Colossians 2:11

The Circumcision of Christ

1. In this verse and the following verse, Paul uses two religious rituals (circumcision and baptism) as illustrations of what was accomplished for us on Calvary.

2. He told us in vs. 10 that we are complete in Christ.

3. Next he tells us HOW that happened… what God DID to make us complete: circumcision and baptism.

4. The Gnostic like cult in Colossae had evidently been teaching that circumcision was necessary in order to enter their ranks of the “enlightened ones.”

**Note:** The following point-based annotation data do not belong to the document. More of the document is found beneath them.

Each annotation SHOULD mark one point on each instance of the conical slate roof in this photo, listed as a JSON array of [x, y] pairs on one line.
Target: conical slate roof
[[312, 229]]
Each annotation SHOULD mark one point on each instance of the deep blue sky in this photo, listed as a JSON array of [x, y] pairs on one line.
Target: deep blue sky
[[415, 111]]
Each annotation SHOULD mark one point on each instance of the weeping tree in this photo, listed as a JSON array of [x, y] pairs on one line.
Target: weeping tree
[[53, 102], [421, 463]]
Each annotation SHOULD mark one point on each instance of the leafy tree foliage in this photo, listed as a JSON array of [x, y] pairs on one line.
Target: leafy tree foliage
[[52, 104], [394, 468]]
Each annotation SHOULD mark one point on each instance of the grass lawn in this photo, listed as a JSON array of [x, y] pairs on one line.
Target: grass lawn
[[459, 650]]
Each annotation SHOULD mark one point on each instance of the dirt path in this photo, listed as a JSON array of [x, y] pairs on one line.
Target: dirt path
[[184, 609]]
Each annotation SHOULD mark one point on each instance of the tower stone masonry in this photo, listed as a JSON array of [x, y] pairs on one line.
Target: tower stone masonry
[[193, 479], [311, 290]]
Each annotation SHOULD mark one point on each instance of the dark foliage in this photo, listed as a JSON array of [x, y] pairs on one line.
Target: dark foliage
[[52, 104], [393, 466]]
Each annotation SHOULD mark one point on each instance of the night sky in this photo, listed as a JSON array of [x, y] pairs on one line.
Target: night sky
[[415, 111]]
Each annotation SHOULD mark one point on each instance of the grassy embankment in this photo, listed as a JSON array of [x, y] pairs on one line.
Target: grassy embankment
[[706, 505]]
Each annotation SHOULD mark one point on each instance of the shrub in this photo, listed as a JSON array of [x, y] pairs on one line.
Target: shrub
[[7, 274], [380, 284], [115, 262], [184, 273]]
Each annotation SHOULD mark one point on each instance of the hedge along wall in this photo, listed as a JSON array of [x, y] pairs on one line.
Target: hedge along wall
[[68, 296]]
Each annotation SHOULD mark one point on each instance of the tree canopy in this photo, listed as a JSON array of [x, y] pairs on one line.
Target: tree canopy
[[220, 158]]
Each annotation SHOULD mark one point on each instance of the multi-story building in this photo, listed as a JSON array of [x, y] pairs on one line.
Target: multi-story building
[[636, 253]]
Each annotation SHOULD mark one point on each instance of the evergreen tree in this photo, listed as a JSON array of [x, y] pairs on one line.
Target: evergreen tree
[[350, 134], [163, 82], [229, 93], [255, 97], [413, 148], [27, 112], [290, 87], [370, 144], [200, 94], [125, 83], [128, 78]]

a. Their teachings were a strange mixture of Jewish legalism and pagan asceticism.

b. Col. 2:16 – Paul addresses other issues such as meat; holydays; Sabbath days; etc.

c. Reading Colossians is a bit like hearing one side of a phone conversation. We have Paul’s ANSWER to the Colossians, but we don’t have a copy of their questions.

d. It seems evident that circumcision arose as an issue in Colossae as it did in Galatia.

e. Perhaps the false teachers were implying that if they were circumcised, ate the right foods, and kept the proper feast days, they would be more “spiritual.”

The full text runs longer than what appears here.